The shilling gained below the psychological 103 mark against the dollar for the first time since mid-September as foreign investors bought local assets and commercial banks sold the green back after calm returned to markets after two months of electioneering.
The currency traded at Sh102.75/102.95 to the greenback on Thursday, slightly stronger than the Sh102.80/103.00 it closed at in the previous session. It last touched this level on September 15, according to Central Bank of Kenya data.
“We have good dollar supply from foreign investors and banks unwinding dollar positions,” a foreign exchange trader at one commercial bank said.
“The shilling is supported by these inflows and periodic central bank interventions,” he added.
The continued firming of the currency is bad news for exporters but music to the economy that will pay less for oil and railway imports.
The shilling, which has been largely stable this year – down about half a percentage point so far, has gained 0.24 per cent so far this week after firming in four straight sessions.
Traders said firms were selling dollars as business resumed from a two-month lull when the country came to the edge of a political crisis after an August 8 Presidential election was nullified by the Supreme Court.
There are, however, concerns that the political cloud has not fully cleared as the main opposition leader Raila Odinga, who boycotted a rerun election on October 26 won by President Uhuru Kenyatta, has said he plans to be sworn as the President next Tuesday.
Mr Kenyatta was sworn in on November 28 after he won the rerun election by over 98 per cent of the cast votes. Mr Odinga’s inauguration plan has been termed treasonable by Attorney-General Githu Muigai.

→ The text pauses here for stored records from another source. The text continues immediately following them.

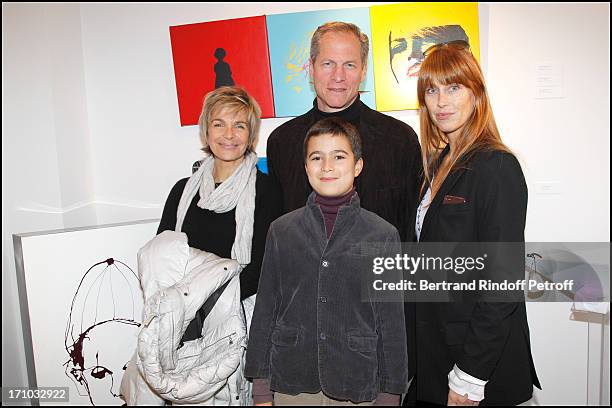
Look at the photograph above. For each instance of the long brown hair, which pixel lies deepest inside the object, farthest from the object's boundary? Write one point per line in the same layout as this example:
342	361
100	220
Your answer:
447	64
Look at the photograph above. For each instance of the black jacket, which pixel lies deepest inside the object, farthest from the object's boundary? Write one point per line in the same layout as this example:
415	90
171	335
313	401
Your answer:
388	184
486	201
311	331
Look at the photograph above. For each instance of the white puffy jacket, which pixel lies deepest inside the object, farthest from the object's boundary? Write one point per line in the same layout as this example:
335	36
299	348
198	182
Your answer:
176	281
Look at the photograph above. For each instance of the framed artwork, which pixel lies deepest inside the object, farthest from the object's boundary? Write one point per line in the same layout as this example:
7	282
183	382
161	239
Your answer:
227	52
289	40
81	307
400	34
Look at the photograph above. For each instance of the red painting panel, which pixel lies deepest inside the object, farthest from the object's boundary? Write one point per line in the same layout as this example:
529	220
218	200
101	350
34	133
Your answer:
226	52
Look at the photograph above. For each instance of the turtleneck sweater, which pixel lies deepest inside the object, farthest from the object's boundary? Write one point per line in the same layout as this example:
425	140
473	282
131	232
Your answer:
350	114
330	206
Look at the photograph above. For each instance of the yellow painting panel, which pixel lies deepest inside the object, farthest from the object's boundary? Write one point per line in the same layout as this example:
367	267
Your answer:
400	34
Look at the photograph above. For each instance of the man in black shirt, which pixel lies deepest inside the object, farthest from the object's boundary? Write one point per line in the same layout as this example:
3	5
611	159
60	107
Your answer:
388	184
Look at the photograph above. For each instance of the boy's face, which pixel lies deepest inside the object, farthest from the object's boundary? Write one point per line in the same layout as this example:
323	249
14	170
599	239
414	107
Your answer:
330	165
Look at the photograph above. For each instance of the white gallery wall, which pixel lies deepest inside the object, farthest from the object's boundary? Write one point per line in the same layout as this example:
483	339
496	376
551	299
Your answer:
91	133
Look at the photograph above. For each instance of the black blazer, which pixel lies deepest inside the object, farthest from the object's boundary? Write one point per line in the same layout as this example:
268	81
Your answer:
483	201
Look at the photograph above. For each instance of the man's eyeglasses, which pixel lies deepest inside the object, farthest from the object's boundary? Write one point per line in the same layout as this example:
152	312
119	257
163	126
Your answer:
457	44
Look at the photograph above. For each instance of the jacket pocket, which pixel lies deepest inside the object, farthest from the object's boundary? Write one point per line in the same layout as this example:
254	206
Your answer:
360	342
456	332
285	336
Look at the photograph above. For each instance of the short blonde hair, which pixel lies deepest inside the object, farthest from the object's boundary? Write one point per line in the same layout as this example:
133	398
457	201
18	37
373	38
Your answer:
336	27
236	99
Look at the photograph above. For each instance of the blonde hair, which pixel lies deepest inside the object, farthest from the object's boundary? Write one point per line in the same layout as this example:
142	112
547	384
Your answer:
446	65
336	27
236	99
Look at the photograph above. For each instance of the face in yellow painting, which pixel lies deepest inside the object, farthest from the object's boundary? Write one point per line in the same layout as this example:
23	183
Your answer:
406	48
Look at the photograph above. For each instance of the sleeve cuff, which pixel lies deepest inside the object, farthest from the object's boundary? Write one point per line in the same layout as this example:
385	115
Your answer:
463	383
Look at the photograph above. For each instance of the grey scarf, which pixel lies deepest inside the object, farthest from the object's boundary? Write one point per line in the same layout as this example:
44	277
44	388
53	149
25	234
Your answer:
238	191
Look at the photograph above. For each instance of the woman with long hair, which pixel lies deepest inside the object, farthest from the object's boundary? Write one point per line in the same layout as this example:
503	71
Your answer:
469	351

“This political development on the back of lower market activity as the holiday season approaches could weigh on the shilling,” the trader said, adding that the central bank will be at hand to support the currency if it comes under pressure.
The Central Bank of Kenya (CBK) has severally intervened in the market to control liquidity by buying out shillings from banks using repurchase agreements and in some occasions selling dollars.
The CBK, whose foreign exchange reserves stood $7.099 billion – or 4.71 import cover – at the end of last week, stayed out of the money market on Thursday.